To beat the raiders, exporters like Timpson’s shoes began splitting up their cargoes – left feet in one ship, right on another, so that the hijackers were left with lorryloads of stolen but unsellable single-foot shoes. In a desperate bid to stop the haemorrhaging, the electrical goods company Remington removed the magnetic motors from their top-of-the range razors and stored them in separate warehouses, miles apart from their plastic cases. But the raiders simply slipped the cargo handlers bigger bribes to pinpoint the exact locations of the various components, so that they could be robbed piecemeal and reassembled later.
Finally, in the mid-’60s, faced with huge losses from theft, the Port Authority of Liverpool invested millions of pounds into containerisation – the transport of cargo in relatively secure steel containers. But the mobs simply switched from robbing the fenced-in dock areas to the hundreds of less-secure holding warehouses that funnelled unpackaged goods into them, scattered all over the northwest. It was no surprise that the Grimes family prefab became an Aladdin’s Cave of stolen goods.
* * *
PAUL: There were racks of new American suits in the wardrobes and crates of single malt Scotch off’ve the docks, three-deep up the walls. When televisions came out there were blocks of them up to the roof. You had to climb over them to get out the door. Bowls full of jewellery had off from the safes and that spilled over under the bed. It got so chocca that we were forced to move into our grandma’s house. There was no room for us to sleep; the place was so rammed tight with swag.

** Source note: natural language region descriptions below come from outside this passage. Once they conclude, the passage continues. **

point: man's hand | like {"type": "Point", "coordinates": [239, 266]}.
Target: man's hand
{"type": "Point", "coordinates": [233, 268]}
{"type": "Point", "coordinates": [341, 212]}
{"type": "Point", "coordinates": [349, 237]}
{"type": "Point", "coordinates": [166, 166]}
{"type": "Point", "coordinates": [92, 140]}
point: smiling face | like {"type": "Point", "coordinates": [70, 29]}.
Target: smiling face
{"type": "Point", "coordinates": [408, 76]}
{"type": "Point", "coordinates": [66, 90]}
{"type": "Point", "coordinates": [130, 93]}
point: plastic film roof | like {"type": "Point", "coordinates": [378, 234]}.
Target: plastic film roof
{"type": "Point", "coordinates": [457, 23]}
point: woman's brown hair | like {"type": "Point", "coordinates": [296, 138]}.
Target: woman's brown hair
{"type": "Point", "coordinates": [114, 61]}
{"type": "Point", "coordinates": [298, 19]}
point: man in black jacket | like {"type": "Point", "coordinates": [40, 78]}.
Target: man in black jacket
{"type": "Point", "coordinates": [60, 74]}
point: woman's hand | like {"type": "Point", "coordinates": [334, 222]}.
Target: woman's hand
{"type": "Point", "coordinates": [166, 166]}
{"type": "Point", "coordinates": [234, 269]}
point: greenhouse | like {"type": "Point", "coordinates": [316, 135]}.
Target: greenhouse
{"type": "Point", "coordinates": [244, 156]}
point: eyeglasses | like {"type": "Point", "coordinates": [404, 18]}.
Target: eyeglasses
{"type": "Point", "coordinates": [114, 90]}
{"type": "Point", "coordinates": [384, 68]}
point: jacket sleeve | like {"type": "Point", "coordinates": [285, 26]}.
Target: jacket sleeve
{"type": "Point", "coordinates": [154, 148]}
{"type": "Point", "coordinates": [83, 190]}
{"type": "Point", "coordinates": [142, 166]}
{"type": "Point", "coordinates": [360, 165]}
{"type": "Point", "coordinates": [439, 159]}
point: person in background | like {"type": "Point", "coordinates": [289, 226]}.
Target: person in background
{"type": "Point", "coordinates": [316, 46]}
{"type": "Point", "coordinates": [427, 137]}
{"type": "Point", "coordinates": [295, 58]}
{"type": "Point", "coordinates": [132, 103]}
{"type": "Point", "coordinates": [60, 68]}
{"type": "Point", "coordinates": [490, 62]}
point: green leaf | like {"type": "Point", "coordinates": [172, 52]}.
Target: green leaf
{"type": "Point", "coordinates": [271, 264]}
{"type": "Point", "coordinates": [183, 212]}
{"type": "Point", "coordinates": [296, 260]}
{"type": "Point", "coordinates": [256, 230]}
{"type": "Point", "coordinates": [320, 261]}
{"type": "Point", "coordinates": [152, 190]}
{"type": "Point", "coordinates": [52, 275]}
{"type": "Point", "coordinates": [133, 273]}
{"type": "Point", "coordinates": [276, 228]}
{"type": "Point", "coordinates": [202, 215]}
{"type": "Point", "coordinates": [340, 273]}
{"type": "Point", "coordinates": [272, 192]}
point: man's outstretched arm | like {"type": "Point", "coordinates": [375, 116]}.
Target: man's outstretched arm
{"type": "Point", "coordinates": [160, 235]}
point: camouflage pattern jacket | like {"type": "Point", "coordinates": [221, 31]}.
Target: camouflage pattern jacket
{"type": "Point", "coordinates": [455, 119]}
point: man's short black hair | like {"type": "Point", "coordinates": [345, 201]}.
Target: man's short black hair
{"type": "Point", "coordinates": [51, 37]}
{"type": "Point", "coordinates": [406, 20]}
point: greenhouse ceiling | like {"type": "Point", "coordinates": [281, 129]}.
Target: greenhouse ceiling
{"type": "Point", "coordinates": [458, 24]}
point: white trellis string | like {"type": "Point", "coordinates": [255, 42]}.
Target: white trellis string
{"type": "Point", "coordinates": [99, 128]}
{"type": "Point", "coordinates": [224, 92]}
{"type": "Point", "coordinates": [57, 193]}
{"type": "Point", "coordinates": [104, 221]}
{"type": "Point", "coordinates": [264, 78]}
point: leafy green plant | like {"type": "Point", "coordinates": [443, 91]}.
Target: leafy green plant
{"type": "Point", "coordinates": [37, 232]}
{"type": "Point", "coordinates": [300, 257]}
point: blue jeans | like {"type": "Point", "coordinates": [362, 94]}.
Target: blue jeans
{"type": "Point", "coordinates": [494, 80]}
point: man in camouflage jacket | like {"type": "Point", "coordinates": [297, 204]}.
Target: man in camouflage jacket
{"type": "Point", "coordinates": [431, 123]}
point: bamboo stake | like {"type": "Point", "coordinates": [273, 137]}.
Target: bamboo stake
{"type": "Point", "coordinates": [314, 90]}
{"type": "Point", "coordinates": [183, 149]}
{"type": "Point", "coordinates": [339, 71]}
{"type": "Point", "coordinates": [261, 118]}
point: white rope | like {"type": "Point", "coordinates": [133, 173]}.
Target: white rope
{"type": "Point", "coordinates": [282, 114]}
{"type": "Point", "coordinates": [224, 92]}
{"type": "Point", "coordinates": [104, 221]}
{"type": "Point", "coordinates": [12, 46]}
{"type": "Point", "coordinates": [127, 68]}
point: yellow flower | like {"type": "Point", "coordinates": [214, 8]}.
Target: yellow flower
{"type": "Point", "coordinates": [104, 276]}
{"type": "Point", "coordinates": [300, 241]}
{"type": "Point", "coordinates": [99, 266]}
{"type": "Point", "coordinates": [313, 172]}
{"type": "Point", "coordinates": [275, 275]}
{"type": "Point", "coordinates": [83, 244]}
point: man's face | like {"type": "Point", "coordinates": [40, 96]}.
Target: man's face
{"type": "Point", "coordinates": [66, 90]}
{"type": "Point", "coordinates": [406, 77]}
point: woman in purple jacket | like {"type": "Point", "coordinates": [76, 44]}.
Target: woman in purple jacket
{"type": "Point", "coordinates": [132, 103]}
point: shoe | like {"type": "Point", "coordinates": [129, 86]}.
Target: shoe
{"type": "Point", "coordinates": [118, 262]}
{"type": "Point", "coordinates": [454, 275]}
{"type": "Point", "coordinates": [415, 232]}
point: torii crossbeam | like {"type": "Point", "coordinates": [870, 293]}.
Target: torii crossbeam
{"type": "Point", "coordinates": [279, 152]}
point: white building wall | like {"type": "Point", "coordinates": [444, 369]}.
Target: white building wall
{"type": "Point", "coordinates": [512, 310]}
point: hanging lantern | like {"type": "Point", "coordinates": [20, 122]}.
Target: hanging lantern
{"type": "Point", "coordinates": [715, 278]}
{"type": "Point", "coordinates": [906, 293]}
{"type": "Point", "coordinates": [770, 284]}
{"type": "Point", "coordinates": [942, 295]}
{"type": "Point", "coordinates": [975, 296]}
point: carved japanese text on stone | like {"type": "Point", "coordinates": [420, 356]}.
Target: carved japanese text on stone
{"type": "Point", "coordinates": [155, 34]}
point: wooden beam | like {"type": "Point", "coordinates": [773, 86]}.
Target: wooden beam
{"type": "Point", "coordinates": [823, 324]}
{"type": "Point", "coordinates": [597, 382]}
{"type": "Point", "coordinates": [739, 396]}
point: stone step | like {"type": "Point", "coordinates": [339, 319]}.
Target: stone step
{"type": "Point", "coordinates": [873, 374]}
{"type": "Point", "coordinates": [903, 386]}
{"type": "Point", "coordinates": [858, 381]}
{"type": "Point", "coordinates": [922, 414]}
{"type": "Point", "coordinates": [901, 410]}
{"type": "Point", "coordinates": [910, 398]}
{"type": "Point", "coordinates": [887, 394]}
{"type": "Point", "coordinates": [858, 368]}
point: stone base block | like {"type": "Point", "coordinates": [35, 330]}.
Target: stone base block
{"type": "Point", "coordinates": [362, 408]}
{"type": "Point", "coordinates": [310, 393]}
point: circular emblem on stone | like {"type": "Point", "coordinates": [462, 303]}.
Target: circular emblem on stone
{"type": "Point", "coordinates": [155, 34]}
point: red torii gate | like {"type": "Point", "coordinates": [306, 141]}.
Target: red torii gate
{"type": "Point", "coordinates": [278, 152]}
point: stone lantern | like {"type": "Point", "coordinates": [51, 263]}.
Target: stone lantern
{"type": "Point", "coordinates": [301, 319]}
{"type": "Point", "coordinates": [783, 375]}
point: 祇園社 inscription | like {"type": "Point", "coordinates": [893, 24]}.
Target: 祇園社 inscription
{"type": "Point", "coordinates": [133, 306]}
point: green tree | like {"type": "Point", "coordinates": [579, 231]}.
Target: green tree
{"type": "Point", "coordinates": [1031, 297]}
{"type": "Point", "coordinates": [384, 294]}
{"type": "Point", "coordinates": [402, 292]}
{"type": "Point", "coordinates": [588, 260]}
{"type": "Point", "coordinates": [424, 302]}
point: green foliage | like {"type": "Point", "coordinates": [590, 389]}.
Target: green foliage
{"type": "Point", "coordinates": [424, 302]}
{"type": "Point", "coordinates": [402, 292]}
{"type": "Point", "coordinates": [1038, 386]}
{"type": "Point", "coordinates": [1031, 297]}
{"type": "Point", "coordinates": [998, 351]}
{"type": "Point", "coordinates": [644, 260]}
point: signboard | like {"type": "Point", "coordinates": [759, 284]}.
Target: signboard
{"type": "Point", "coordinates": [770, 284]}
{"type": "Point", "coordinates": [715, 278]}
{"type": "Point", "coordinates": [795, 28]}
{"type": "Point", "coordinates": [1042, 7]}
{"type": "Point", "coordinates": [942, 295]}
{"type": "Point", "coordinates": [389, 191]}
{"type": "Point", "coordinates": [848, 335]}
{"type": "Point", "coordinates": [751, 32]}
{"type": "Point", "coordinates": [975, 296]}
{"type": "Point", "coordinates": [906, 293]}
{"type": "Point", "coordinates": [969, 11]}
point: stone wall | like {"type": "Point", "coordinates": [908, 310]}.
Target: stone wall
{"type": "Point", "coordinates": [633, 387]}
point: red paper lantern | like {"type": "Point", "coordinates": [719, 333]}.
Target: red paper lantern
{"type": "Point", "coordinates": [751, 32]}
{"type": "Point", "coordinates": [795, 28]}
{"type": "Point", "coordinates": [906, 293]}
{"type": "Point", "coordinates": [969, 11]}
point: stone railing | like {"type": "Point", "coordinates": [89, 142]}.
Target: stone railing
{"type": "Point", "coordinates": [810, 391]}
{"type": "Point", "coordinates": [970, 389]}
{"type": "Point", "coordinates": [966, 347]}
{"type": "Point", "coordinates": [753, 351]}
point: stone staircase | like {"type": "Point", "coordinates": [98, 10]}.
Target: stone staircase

Grimwood was the top boy. He was a blagger. Ronnie was a grafter, into warehouses and factories and that. Grimwood wore a tuxedo, even if he was going down to the local boozer and that. He was that rough, in all fairness. He used to stand over his wife while she ironed his white shirts. If it wasn’t done right, he’d throw it back in her face and call her a piece of shit.
It was a bit thingio, in all fairness. But it’s one of them, isn’t it? What can you do, when you’re just a kiddie? But on the street everyone loved him. The dockers loved him because he always boxed them off if he had a good touch off’ve one of their tips. The card-markers loved him; if he blew up a safe it was get paid for them. And the crews loved him because he put dough in their backbins and stopped other villains from robbing it off them.